Hingga pada Oktober 2012, Badan Legislatif DPR RI kemudian memutuskan untuk
menghentikan pembahasan revisi UU KPK karena dinilai banyak polemic yang
terjadi di masyarakat[5].
Selain itu di tahun 2004,
pemerintah mengeluarkan peraturan berupa instruksi Presiden nomor 5 tahun 2004 tentang
Percepatan Pemberantasan Korupsi. Tujuan dan maksud dari Inpres Nomor 5 Tahun
2004, yaitu untuk mempercepat pemberantasan korupsi di Indonesia. Instruksi
presiden tersebut berisi perintah kepada jajaran cabinet SBY dan pemerintah
daerah untuk membantu KPK dalam mempercepat penanganan kasus-kasus korupsi di
Indonesia[6].
Namun begitu karena
masifnya prilaku korup yang terjadi di Indonesia, hingga saat ini masih banyak
kasus-kasus korupsi yang masih belum terselesaikan dengan baik. Belum lagi
terhadap kasus-kasus korupsi yang di indikasikan melibatkan pejabat maupun
keluarga pejabat tingkat tinggi di Jakarta seperti kasus Century, Impor daging,
pajak dan lainnya. Sulitnya memberantas korupsi di Indonesia juga dikarenakan
banyaknya kepentingan pejabat politik dalam mempertahankan kekuasaannya baik di
pusat hingga daerah. Sehingga banyak kasus hukum terkait korupsi yang dialihkan
menjadi konflik politik.
DPR sendiri juga turut
berperan dalam melakukan pemberantasan korupsi, yaitu dengan membentuk Badan
Akuntabilitas Keuangan Negara (BAKN) yang terdiri dari Sembilan anggota dan
berasal dari anggota Fraksi-Fraksi di DPR. Tugas utama dari BAKN adalah
menganalisa hasil audit BPK terkait penggunaan anggaran negara oleh Kementrian
dan pemerintah daerah. Namun sayangnya pengaruh BAKN dalam menentukan kebijakan
penghukuman terkait penyalah gunaan anggaran negara masih belum maksimal.
Penutup
Prilaku korupsi yang
terjadi di Indonesia semakin luas terjadi baik dipemerintahan pusat hingga
daerah. Hal ini membuat Indonesia menjadi salah satu negara dengan indeks
persepsi korupsi paling tinggi.

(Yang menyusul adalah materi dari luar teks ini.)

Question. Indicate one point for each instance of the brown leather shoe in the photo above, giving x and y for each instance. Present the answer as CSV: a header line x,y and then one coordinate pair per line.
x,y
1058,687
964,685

Selain itu prilaku korupsi di Indonesia juga
berakibat kepada hambatan yang cukup besar terhadap investasi langsung di
daerah-daerah. Hambatan tersebut berupa besarnya biaya yang dibutuhkan untuk membangun
sebuah usaha di Indonesia oleh investor. Selain itu juga ketidak jelasan
birokrasi perijinan juga turut menjadi permasalahan bagi dunia investasi di
Indonesia.
Walaupun pemerintah dan
DPR telah membuat banyak kebijakan untuk mengurangi tindak korupsi di
Indonesia, namum kenyataan di lapangan banyak implementasi dari peraturan dan
kebijakan melawan korupsi tidak berjalan dengan baik. Hal ini juga dikarenakan
kepentingan para pejabat politik dan pemerintah (pusat dan daerah) untuk dapat
mempertahankan kekuasaan mereka dengan menarik keuntungan lebih dari
penggelapan anggaran negara hingga pungutan liar terhadap para pengusaha.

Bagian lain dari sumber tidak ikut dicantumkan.